After enjoying The General and Sherlock Jr, I approached Steamboat Bill Jr with great excitement for more of Buster Keaton’s mix of physical mastery and succinct storytelling. You know what you’re getting with a Keaton film and this delivers plenty of both.
It seems as though these three movies, widely regarded as his best, are the only ones easily found on streaming services here in the UK. Though there are plenty of trashy free copies available, the BFI channel on Amazon Prime offers impeccable restorations.
In the movie, Keaton plays the estranged son of riverboat Captain, Bill Senior. Bill’s boat is overshadowed by local businessman John King, who owns many operations within a small town. Hoping for a strapping young lad to help him, Bill Sr is disappointed in the gentle Bill Jr and seeks to teach him the ropes.
King’s daughter, Kitty, is also in town and we learn she and Bill Jr are in love from their time in Boston. Both fathers decide to keep the couple apart and find more suitable companions for their offspring. Despite his best efforts to break into King’s boat, Bill Jr is thwarted and Kitty believes he has given up on her.
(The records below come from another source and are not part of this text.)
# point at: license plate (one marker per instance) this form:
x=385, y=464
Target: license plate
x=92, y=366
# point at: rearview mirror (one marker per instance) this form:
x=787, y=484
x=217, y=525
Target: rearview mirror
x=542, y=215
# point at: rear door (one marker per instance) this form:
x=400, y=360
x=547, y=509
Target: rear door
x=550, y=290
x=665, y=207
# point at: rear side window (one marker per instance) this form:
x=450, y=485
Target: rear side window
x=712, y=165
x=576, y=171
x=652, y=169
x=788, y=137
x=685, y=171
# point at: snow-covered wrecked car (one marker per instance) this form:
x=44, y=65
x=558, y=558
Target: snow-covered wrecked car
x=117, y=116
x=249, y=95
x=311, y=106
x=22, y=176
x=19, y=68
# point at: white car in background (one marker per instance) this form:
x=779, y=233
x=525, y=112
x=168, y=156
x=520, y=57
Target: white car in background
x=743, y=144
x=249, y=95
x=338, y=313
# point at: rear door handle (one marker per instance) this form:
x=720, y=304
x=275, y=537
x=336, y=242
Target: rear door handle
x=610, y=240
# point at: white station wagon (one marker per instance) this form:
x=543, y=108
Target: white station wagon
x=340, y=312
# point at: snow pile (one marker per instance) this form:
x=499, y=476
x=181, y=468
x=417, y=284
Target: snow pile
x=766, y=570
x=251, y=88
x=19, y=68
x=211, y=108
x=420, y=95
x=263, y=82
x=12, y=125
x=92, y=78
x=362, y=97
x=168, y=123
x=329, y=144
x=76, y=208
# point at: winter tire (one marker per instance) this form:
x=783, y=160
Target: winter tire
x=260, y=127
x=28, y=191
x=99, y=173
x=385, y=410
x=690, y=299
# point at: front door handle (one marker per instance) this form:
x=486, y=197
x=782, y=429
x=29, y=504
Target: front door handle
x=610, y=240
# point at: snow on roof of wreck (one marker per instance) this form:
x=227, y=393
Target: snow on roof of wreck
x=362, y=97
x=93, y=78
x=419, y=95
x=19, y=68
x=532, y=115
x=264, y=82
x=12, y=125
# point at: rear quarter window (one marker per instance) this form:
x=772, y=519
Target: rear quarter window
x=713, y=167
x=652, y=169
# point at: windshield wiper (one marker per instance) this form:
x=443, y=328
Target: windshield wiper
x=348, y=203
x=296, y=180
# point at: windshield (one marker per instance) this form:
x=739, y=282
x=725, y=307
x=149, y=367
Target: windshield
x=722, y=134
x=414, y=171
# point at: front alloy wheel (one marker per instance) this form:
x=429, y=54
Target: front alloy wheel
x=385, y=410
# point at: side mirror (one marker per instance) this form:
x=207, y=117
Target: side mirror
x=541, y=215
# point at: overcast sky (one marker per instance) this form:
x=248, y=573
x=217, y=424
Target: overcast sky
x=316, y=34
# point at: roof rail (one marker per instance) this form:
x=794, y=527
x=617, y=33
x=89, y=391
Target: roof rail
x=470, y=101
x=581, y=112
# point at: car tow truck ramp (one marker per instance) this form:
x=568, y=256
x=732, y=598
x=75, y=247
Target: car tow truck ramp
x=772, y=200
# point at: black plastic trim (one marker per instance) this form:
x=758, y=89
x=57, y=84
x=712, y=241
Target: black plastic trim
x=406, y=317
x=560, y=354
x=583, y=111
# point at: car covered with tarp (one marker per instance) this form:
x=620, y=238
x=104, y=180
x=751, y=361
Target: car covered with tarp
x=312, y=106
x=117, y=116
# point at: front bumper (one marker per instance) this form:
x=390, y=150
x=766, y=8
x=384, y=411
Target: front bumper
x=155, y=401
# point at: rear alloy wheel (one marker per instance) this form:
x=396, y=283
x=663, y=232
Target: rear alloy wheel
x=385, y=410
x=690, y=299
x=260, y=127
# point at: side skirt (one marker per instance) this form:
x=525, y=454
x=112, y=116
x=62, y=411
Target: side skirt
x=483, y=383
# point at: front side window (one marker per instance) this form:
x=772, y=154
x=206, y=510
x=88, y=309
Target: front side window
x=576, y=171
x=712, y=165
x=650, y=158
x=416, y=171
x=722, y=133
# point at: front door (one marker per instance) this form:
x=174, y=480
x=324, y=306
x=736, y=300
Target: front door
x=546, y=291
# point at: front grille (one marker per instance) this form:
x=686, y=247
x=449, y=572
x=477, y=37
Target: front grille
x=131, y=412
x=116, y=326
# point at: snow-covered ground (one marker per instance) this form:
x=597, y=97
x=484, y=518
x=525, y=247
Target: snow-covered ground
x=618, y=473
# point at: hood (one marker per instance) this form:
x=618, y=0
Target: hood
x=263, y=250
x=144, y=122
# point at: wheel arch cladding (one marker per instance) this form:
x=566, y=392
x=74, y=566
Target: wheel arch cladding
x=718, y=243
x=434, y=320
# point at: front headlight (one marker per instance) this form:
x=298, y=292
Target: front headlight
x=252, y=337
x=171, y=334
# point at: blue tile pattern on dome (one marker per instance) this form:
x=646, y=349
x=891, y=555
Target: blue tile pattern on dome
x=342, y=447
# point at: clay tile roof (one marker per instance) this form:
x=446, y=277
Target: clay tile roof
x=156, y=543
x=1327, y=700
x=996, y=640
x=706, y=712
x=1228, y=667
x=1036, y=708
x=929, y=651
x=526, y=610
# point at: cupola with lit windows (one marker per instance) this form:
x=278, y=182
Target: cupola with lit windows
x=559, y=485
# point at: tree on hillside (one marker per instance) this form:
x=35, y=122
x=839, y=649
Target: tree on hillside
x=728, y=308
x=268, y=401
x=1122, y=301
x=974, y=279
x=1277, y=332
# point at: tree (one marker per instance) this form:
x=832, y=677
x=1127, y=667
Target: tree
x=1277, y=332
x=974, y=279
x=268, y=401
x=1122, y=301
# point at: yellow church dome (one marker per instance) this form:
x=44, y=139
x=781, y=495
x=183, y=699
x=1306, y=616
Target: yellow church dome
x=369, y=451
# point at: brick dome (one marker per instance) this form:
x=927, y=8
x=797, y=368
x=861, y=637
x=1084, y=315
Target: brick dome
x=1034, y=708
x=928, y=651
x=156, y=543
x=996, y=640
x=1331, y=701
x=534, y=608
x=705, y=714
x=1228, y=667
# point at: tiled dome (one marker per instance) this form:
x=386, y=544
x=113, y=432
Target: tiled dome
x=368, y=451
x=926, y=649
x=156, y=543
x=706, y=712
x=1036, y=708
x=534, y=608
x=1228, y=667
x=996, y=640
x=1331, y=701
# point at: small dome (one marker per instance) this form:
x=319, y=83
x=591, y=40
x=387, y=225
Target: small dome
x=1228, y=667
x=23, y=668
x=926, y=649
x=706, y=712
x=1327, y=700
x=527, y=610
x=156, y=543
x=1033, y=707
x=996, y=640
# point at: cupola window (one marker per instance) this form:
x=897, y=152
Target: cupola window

King has Bill Sr’s boat condemned, meaning he can no longer make a living from it. In a rage, Bill fights King and ends up thrown into the town jail. His son comes to rescue him with a loaf of bread filled with tools, but the Sheriff catches him and father and son are forced to escape. Seeing his son captured and mistreated, Bill Sr returns to the jail to punch the Sheriff then walks freely back into his cell.
Suddenly, a cyclone hits the town, blowing over houses and forcing the residents into storm cellars. Here, Keaton is in his element as he struggles against the winds. We’re treated to his most famous stunt as the façade of a house seems to fall onto him, only for the window to fall over Keaton, saving him. Almost as impressive is the sight of Keaton clinging to a tree that blows at double speed across the town to dump him into the river.
While the set piece offers an inventive backdrop for Keaton’s slapstick and stunt performances, it’s a shame to see the story interrupted. At the point the cyclone arrives, we’re halfway through a character study along the lines of Romeo and Juliet, with two fathers (albeit not alike in dignity) keeping two steamboat crossed lover apart. There’s also the developing father and son bond between Bills Sr and Jr, as well as the steamboat rivalry.
Of course, it’s foolish to wish away the incredible stunts of the storm sequence. As Peter Bradshaw notes in his review for the Guardian “The final storm sequence is a breathtaking apocalypse.” Yet, Steamboat Bill Jr feels like a movie of two halves. Both wonderful in their own right, but fight rather than compliment each other when we consider the sum of their parts.